Guterres will seek concrete commitments from the US, Europe, China and developing countries to change how they deal with every aspect of food. Hopefully, President Joe Biden will use it as an opportunity to do what American has done best in the past, i.e., helping those in need around the world. This time, to put nutritious food on the table for everyone.
Guterres says inefficient global food systems are at the root of a huge rise in hunger as well as one-third of all harmful carbon emissions and 80 per cent of biodiversity loss. Food disruptions caused by the COVID-19 pandemic have resulted in three billion people not being able to afford healthy diets.
The hidden costs of inefficient food systems is estimated at $12-trillion. The term “food system” encompasses every person and every process involved in growing, raising or making food and getting it to people.

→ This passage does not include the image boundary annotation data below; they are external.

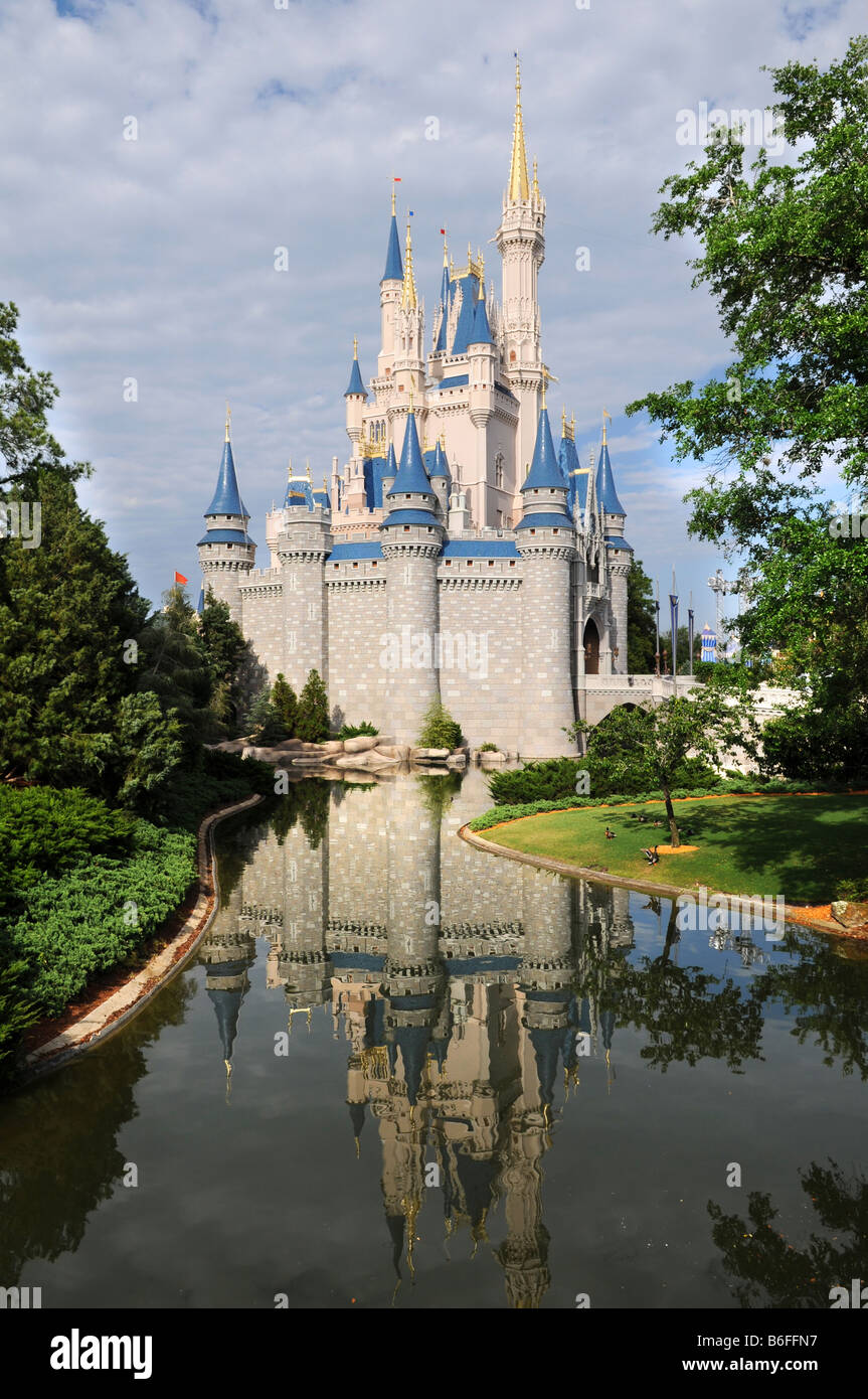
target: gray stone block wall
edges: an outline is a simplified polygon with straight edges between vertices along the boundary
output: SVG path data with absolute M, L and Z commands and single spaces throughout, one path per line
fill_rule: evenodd
M 519 683 L 521 575 L 509 560 L 440 565 L 440 697 L 471 747 L 519 751 L 526 697 Z M 519 565 L 520 567 L 520 565 Z M 447 663 L 450 662 L 450 663 Z

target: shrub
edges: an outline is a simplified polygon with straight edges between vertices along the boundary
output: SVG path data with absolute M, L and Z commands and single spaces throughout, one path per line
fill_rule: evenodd
M 298 723 L 298 697 L 287 677 L 280 672 L 271 691 L 271 704 L 277 709 L 278 718 L 284 726 L 284 736 L 287 739 L 295 737 L 295 726 Z
M 376 729 L 370 723 L 370 720 L 362 719 L 361 723 L 344 723 L 344 725 L 341 725 L 341 727 L 338 729 L 338 739 L 358 739 L 358 737 L 362 737 L 365 734 L 368 737 L 373 739 L 375 734 L 377 734 L 379 732 L 380 730 Z
M 250 741 L 257 746 L 267 747 L 270 743 L 280 743 L 281 739 L 287 737 L 287 727 L 271 698 L 270 686 L 260 690 L 250 705 L 246 729 L 250 734 Z
M 421 748 L 449 748 L 450 753 L 461 741 L 461 725 L 456 723 L 440 700 L 435 700 L 425 715 L 419 734 Z
M 319 670 L 312 670 L 298 701 L 295 736 L 305 743 L 321 743 L 328 737 L 328 697 Z
M 13 1077 L 24 1032 L 39 1020 L 39 1007 L 22 986 L 25 974 L 22 961 L 0 967 L 0 1084 Z

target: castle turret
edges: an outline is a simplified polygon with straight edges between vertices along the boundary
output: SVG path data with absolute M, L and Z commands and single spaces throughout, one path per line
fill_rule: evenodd
M 225 602 L 232 620 L 240 624 L 239 585 L 256 562 L 256 544 L 247 534 L 250 516 L 238 490 L 226 406 L 226 439 L 217 477 L 217 490 L 205 511 L 205 534 L 198 541 L 198 564 L 204 589 Z
M 609 414 L 602 410 L 602 445 L 597 463 L 597 502 L 602 516 L 602 533 L 605 539 L 605 562 L 612 583 L 611 607 L 614 635 L 609 638 L 611 672 L 615 676 L 625 676 L 628 672 L 628 574 L 633 562 L 633 550 L 623 537 L 626 511 L 618 499 L 615 490 L 615 474 L 609 459 L 609 448 L 605 439 L 605 420 Z
M 401 463 L 384 497 L 380 525 L 389 597 L 389 727 L 396 743 L 417 743 L 425 713 L 439 698 L 435 665 L 437 632 L 437 555 L 444 529 L 422 460 L 412 402 Z
M 391 375 L 394 368 L 394 316 L 401 301 L 401 285 L 404 281 L 404 264 L 401 262 L 401 243 L 398 239 L 398 222 L 394 213 L 394 183 L 391 186 L 391 222 L 389 224 L 389 242 L 386 245 L 386 269 L 380 281 L 380 353 L 377 355 L 377 378 Z
M 516 529 L 516 547 L 523 560 L 521 757 L 551 758 L 573 751 L 563 729 L 576 718 L 570 683 L 574 534 L 545 403 L 521 495 L 524 513 Z
M 412 234 L 407 218 L 407 253 L 401 299 L 394 313 L 394 369 L 393 379 L 398 406 L 415 397 L 425 403 L 425 302 L 417 294 L 412 267 Z
M 277 539 L 282 574 L 282 649 L 287 658 L 282 670 L 296 694 L 310 670 L 319 670 L 328 687 L 324 572 L 334 537 L 331 508 L 326 502 L 327 492 L 313 490 L 310 469 L 308 477 L 292 477 L 287 487 L 284 526 Z
M 362 409 L 365 407 L 366 397 L 368 389 L 362 382 L 362 371 L 359 369 L 359 341 L 354 337 L 352 368 L 349 371 L 349 383 L 344 393 L 344 402 L 347 403 L 347 436 L 352 442 L 354 456 L 358 455 L 356 443 L 362 436 Z
M 521 406 L 516 439 L 519 466 L 530 460 L 542 388 L 538 276 L 545 259 L 544 227 L 545 200 L 540 194 L 535 165 L 533 183 L 527 178 L 521 71 L 516 59 L 513 150 L 496 241 L 503 259 L 503 374 Z

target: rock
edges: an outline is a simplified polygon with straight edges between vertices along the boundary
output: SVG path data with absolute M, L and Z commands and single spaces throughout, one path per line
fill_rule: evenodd
M 335 768 L 390 768 L 397 765 L 398 758 L 384 758 L 369 748 L 366 753 L 344 753 L 334 760 Z
M 379 739 L 370 733 L 359 733 L 358 739 L 344 739 L 344 753 L 366 753 L 376 748 Z
M 832 916 L 841 928 L 862 928 L 868 923 L 868 904 L 848 904 L 839 898 L 830 904 Z

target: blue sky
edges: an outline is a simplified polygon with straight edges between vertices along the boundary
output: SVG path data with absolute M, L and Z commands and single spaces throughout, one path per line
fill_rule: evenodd
M 281 3 L 281 0 L 278 0 Z M 727 362 L 689 242 L 650 232 L 658 187 L 696 151 L 677 113 L 765 108 L 762 64 L 840 56 L 864 6 L 763 0 L 4 0 L 0 8 L 0 299 L 29 361 L 55 375 L 55 431 L 92 462 L 82 499 L 157 600 L 196 540 L 232 404 L 235 456 L 264 550 L 287 462 L 347 455 L 352 336 L 377 351 L 391 175 L 414 208 L 429 315 L 449 228 L 460 257 L 498 227 L 521 52 L 528 155 L 548 203 L 541 271 L 552 418 L 574 411 L 584 459 L 602 406 L 626 534 L 668 590 L 723 554 L 686 539 L 674 464 L 625 403 Z M 124 122 L 137 140 L 124 140 Z M 426 139 L 437 118 L 439 139 Z M 289 270 L 274 270 L 274 249 Z M 579 248 L 590 270 L 576 270 Z M 124 382 L 137 381 L 137 402 Z

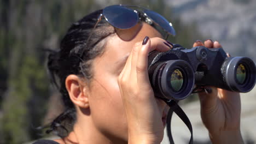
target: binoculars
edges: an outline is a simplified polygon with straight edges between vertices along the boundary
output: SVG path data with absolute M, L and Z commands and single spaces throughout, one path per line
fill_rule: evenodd
M 197 87 L 213 86 L 245 93 L 255 83 L 256 68 L 245 57 L 228 57 L 222 48 L 205 46 L 191 49 L 174 44 L 165 52 L 148 56 L 148 73 L 156 97 L 182 100 Z

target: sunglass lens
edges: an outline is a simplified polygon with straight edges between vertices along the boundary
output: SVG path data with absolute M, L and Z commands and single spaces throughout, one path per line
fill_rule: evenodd
M 103 14 L 110 24 L 120 29 L 131 28 L 138 21 L 138 14 L 133 10 L 119 5 L 105 8 Z
M 172 23 L 166 20 L 166 19 L 160 14 L 148 10 L 146 10 L 144 11 L 144 12 L 149 18 L 152 19 L 155 23 L 158 23 L 167 32 L 173 35 L 176 34 Z

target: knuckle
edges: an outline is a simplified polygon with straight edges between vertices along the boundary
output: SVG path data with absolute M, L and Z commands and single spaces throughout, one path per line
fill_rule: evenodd
M 136 72 L 137 73 L 144 73 L 146 70 L 146 67 L 139 65 L 136 65 Z

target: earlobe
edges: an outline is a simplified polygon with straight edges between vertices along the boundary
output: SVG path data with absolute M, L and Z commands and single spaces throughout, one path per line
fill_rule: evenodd
M 81 108 L 88 108 L 89 105 L 85 83 L 78 76 L 69 75 L 66 79 L 65 84 L 73 103 Z

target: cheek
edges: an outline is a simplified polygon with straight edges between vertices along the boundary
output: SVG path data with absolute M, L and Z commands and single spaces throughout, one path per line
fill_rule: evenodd
M 105 76 L 95 79 L 89 103 L 96 127 L 105 134 L 126 139 L 126 118 L 117 77 Z

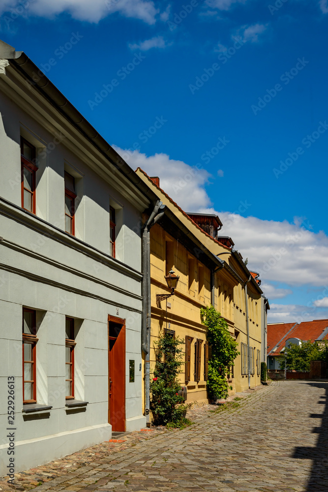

Science brings pointers on healthy eating and policy guidelines for food labels and using taxes and regulations to discourage unhealthy foods. Large American and European industrial food processing companies will try to slow down the spread of such ideas to poorer countries, even though they are already applied in most developed economies. So, the summit’s outcomes are unlikely to have smooth passage.
The encouraging new element is that the specific ideas before the summit will be based on advice from a group of leading scientists that was asked to ensure that the science underpinning the 2021 summit is robust, broad and independent.
Although the international community has regularly followed scientific advice on climate change and biodiversity, this is the first time that scientists have been explicitly brought into top-level negotiations on food.
This is important because billions of people make a living in the world’s food systems, especially in heavily populated poorer regions. Farming accounts for nearly 70% of rural income in Africa and about half of rural income in South Asia.
Food systems profoundly affect people’s health as well as the environment, economies and societies. The summit will discuss science-based findings on reforming food systems to make healthy and nutritious foods more available, affordable and accessible.
Reformed systems would place much higher priority on research and development in agriculture to increase productivity without harming the earth while slashing food waste and losses.
The agri-food system covers the journey of food from tillage to table – from when it is planted, grown, harvested, processed, packaged, transported, distributed, traded, bought, prepared, eaten and disposed of.
It encompasses non-food products such as forestry, animal rearing, use of feedstock, biomass to produce biofuels and fibers. It constitutes all of the activities, investments and choices made in agri-food products and impacts on the livelihoods of all the people involved.
This is a vast range of activities that call for much more scientific expertise on technological innovations, including land and water, livestock and fisheries, and biodiversity and climate.
The use of high-tech methods in poorer countries could cut waste, e.g., by scaling up solar energy and battery storage technologies to make food processing and preservation more affordable. New forms of packaging using recycled materials, coatings of nanomaterials and even edible films would keep foods fresh for longer.